If ${a_1},{a_2},{a_3}, \ldots ,{a_r}$ are in GP, then prove that the determinant
$\left| {\begin{array}{llllllllllllllllllll}{{a_{r + 1}}}&{{a_{r + 5}}}&{{a_{r + 9}}}\\{{a_{r + 7}}}&{{a_{r + 11}}}&{{a_{r + 15}}}\\{{a_{r + 11}}}&{{a_{r + 17}}}&{{a_{r + 21}}}\end{array}} \right|$ is independent of $r$.

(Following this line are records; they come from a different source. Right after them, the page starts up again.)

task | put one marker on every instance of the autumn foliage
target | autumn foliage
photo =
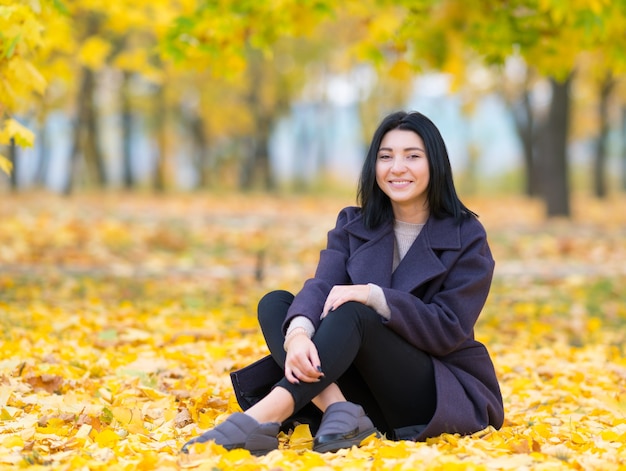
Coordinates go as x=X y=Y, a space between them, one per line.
x=122 y=316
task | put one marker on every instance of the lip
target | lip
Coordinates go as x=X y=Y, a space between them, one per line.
x=399 y=183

We know that, ${a_{r + 1}} = A{R^{(r + 1) - 1}} = A{R^r}$

where $r = r$ th term of a GP, $A =$

First term of a GP and $R =$ Common ratio of GP

We have, $\left| {\begin{array}{llllllllllllllllllll}{{a_{r + 1}}}&{{a_{r + 5}}}&{{a_{r + 9}}}\\{{a_{r + 7}}}&{{a_{r + 11}}}&{{a_{r + 15}}}\\{{a_{r + 11}}}&{{a_{r + 17}}}&{{a_{r + 21}}}\end{array}} \right|$

$= \left| {\begin{array}{cccccccccccccccccccc}{A{R^r}}&{A{R^{r + 4}}}&{A{R^{r + 8}}}\\{A{R^{r + 6}}}&{A{R^{r + 10}}}&{A{R^{r + 14}}}\\{A{R^{r + 10}}}&{A{R^{r + 16}}}&{A{R^{r + 20}}}\end{array}} \right|$
$= A{R^r} \cdot A{R^{r + 6}} \cdot A{R^{r + 10}}\left| {\begin{array}{cccccccccccccccccccc}1&{A{R^4}}&{A{R^8}}\\1&{A{R^4}}&{A{R^8}}\\1&{A{R^6}}&{A{R^{10}}}\end{array}} \right|$

[taking $A{R^r},A{R^{r + 6}}$ and $A{R^{r + 10}}$ common from ${R_1},{R_2}$ and ${R_3}$, respectively]
$= 0$

[since, ${R_1}$ and ${R_2}$ are identicals]